Penambahan ini sudah disahkan lewat rapat paripurna oleh DPRD Banjarmasin.
Dengan tambahan tersebut, APBD yang semula sekitar Rp2,3 triliun kini menjadi Rp2,5 triliun.
Wali Kota Banjarmasin, Muhammad Yamin menegaskan penambahan anggaran ini bersumber dari peningkatan Pendapatan Asli Daerah (PAD), Dana Transfer Pusat, serta Sisa Lebih Perhitungan Anggaran (Silpa) tahun sebelumnya.
"Penambahan anggaran ini kami arahkan untuk percepatan pembangunan infrastruktur, peningkatan pelayanan publik, serta program kesejahteraan masyarakat," ucap Yamin, Kamis (21/8).
Ia menambahkan, APBD-P ini sudah dibahas bersama Badan Anggaran (Banggar) dan disepakati bersama dewan.
"Dengan demikian, program prioritas Banjarmasin Maju Sejahtera bisa segera dijalankan dan diselesaikan sesuai target," tegas politikus Partai Gerindra itu.
Sementara itu, Ketua DPRD Banjarmasin, Rikval Fachruri mengingatkan agar tambahan anggaran ini benar-benar dimanfaatkan sesuai perencanaan.
"DPRD akan mengawal penggunaannya agar tepat sasaran dan berdampak langsung bagi masyarakat. Kami tidak ingin ada program yang mandek atau tumpang tindih," katanya.
Menurut Rikval, seluruh proses penambahan dan realisasi anggaran sudah sesuai prosedur dan asas transparansi. "Dengan tambahan anggaran ini, kami berharap pembangunan yang sempat tertunda bisa dikejar," tambahnya.

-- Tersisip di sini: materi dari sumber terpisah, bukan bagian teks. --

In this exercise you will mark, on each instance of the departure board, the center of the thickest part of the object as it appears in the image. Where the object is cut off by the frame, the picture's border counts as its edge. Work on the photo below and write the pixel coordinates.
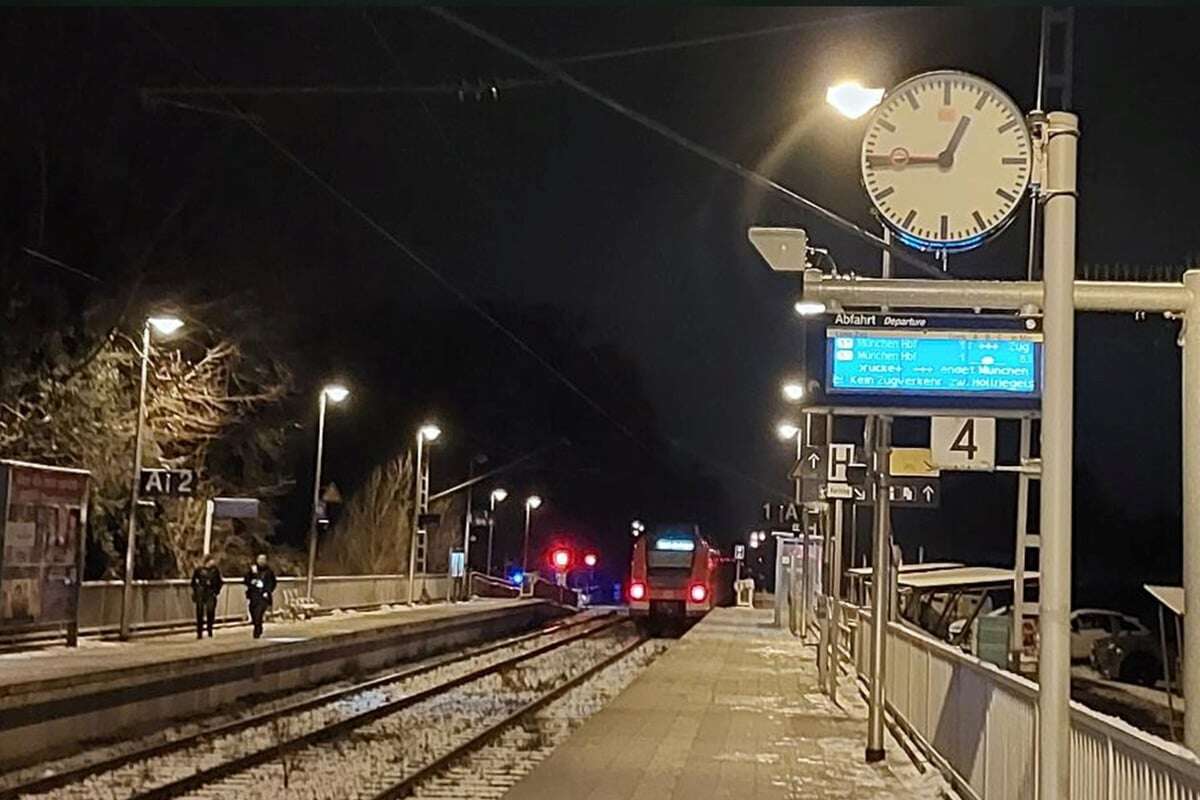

Di sisi lain, Kepala Badan Pengelolaan Keuangan, Pendapatan dan Aset Daerah (BPKPAD) Banjarmasin, Edy Wibowo mengatakan target PAD juga naik menjadi Rp718 miliar.
Sementara pendapatan yang sah mencapai Rp1,8 triliun lebih, ditambah pendapatan lainnya Rp45 miliar lebih.
"Jadi ada tambahan sekitar Rp200 miliar lebih dari APBD Murni 2025. Kenaikan ini dipengaruhi transfer pusat, bagi hasil provinsi, dan bagi hasil tambang," jelasnya.
Meski demikian, mengingat alokasi belanja mencapai Rp2,6 triliun, masih terjadi defisit.
"Untungnya, ada silpa dari tahun sebelumnya yang mencapai Rp100 miliar. Sehingga kekurangan itu bisa tertutupi," pungkas Edy.